"Coaster through the Clouds" in Nanchang, a city in the southern province of Jiangxi, is China's tallest and fastest roller coaster. It carries terrified customers up to heights of 255 feet and down again at speeds reaching 80 mph. The ride towers above an amusement park built by Dalian Wanda, a Chinese property-and-entertainment conglomerate, which has aspired to outdo Disney's resort in Shanghai.

But this month, the group said it was selling 13 such projects and 77 hotels to rival developers. It would use the proceeds, its owner said, to repay loans.

Last month, China's regulator asked banks to provide more details about their overseas loans to Wanda. Standard & Poor's said it would reassess the group's credit rating, noting that the abrupt sale of assets had raised questions about Wanda's strategy and finances.

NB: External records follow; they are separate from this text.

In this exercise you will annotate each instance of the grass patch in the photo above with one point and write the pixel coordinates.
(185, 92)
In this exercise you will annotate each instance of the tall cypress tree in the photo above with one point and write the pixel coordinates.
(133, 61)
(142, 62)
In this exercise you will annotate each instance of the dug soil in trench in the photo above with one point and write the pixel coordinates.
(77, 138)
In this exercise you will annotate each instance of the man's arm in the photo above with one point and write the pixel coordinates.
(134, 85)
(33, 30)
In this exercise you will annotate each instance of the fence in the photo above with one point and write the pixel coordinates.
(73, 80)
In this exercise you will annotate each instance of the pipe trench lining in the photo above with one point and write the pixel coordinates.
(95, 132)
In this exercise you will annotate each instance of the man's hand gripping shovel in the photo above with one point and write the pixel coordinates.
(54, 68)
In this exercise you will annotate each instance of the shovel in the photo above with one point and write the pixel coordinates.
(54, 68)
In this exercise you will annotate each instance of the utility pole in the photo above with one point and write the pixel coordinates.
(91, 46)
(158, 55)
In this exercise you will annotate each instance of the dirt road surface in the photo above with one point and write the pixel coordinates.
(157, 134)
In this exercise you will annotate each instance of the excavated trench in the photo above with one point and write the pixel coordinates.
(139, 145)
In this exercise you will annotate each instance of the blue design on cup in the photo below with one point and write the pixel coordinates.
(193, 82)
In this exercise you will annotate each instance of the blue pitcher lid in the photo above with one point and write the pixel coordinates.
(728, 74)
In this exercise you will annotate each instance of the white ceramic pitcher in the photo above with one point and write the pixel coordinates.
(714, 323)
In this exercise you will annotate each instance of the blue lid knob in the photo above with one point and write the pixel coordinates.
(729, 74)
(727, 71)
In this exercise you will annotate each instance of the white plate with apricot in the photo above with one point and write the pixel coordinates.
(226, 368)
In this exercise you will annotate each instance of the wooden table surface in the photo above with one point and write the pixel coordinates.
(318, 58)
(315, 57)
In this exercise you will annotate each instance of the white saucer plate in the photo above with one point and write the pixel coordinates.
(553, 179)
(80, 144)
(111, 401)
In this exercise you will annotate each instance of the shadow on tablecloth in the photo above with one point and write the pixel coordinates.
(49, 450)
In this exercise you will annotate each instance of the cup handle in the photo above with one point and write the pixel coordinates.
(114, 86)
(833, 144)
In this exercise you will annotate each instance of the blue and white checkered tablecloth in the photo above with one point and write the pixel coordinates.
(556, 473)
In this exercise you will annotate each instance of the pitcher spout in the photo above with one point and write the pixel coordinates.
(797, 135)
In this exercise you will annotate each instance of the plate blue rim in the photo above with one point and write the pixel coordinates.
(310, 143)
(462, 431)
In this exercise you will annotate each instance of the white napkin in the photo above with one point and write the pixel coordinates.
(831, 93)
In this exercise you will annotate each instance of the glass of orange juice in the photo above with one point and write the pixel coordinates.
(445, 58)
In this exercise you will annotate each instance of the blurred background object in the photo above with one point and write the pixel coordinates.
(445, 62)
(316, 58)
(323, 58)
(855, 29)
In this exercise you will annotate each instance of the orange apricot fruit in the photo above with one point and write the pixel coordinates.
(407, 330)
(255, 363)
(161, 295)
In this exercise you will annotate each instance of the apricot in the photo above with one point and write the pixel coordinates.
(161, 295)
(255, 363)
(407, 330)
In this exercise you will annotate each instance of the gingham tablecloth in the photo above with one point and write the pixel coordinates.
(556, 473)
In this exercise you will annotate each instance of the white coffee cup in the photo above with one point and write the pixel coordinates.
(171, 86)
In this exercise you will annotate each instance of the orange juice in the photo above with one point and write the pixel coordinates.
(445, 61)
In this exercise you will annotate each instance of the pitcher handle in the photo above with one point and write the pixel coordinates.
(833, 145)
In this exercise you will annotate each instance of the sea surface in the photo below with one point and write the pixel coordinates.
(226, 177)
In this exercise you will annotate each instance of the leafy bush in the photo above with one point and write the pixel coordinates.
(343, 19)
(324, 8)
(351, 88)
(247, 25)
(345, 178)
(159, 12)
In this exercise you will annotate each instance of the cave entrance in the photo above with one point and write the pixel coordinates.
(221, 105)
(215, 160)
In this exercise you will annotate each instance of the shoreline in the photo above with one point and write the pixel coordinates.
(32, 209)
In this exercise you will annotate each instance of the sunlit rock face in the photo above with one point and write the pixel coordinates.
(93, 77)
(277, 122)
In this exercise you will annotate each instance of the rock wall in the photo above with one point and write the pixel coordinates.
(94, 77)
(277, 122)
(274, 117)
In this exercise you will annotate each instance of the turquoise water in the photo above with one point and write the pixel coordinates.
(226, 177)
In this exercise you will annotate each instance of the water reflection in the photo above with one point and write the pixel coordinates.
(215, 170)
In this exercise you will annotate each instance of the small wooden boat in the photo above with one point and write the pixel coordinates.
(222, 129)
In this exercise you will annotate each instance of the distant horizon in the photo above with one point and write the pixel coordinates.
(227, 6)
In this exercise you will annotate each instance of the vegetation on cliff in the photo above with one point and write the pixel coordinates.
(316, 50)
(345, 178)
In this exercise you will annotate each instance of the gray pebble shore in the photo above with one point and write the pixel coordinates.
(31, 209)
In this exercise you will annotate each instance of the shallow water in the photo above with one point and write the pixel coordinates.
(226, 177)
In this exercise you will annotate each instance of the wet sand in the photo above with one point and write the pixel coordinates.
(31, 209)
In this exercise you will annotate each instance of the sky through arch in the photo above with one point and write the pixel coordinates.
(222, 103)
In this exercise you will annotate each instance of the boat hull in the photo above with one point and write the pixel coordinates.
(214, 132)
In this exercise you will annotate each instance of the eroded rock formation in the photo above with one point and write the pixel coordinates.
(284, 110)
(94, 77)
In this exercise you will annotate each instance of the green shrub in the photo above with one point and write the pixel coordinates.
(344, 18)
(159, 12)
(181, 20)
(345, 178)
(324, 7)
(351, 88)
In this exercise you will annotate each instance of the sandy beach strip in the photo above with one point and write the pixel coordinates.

Wanda is the most prominent of China's highly leveraged companies, of which there are many. Corporate liabilities, including those of state-owned enterprises, amounted to 166 percent of GDP at the end of 2016, according to a measure by the Bank for International Settlements. Add in rapidly growing household debt and the total was over 210 percent, unusually high for an emerging economy.

Some of the increase in credit may be a welcome result of better access to it. Economists expect credit to grow as a share of GDP as a country develops, but when loan making quickens, opening up a gap between the prior trend and actual levels, they begin to get scared. A credit gap above 10 percent of GDP has presaged financial distress in the past, the BIS said. Last year it reported that China's gap had reached about 30 percent of GDP, the highest in the world. Credit was lost in the clouds.

'Supervisory tightening'

Since then the authorities have shown greater determination to curb financial risks. The People's Bank of China, the country's central bank, allowed the interest rate at which banks lend to each other to rise. And China's financial regulators have carried out "supervisory tightening," said economist Tao Wang of UBS, fleshing out existing rules and enforcing them more tightly.

On July 14 and 15, China's regulators, including the central bank, came together for a five-yearly "financial work conference." They created a new cabinet-level committee to beef up their efforts. Just as importantly, Xi Jinping, China's president, gave a speech at the meeting that was tough enough on the topic of credit-tightening to send stocks tumbling the next day.

On a roller coaster, riders climb upward slowly, their suspense building, then plunge downward quickly, their stomachs lagging a little behind. In its deleveraging efforts, China's government hopes to do the opposite. It has allowed the country's liabilities to mount quickly. Now it wants them to plateau or drop gently (relative to the size of China's economy), leaving stomachs unchurned.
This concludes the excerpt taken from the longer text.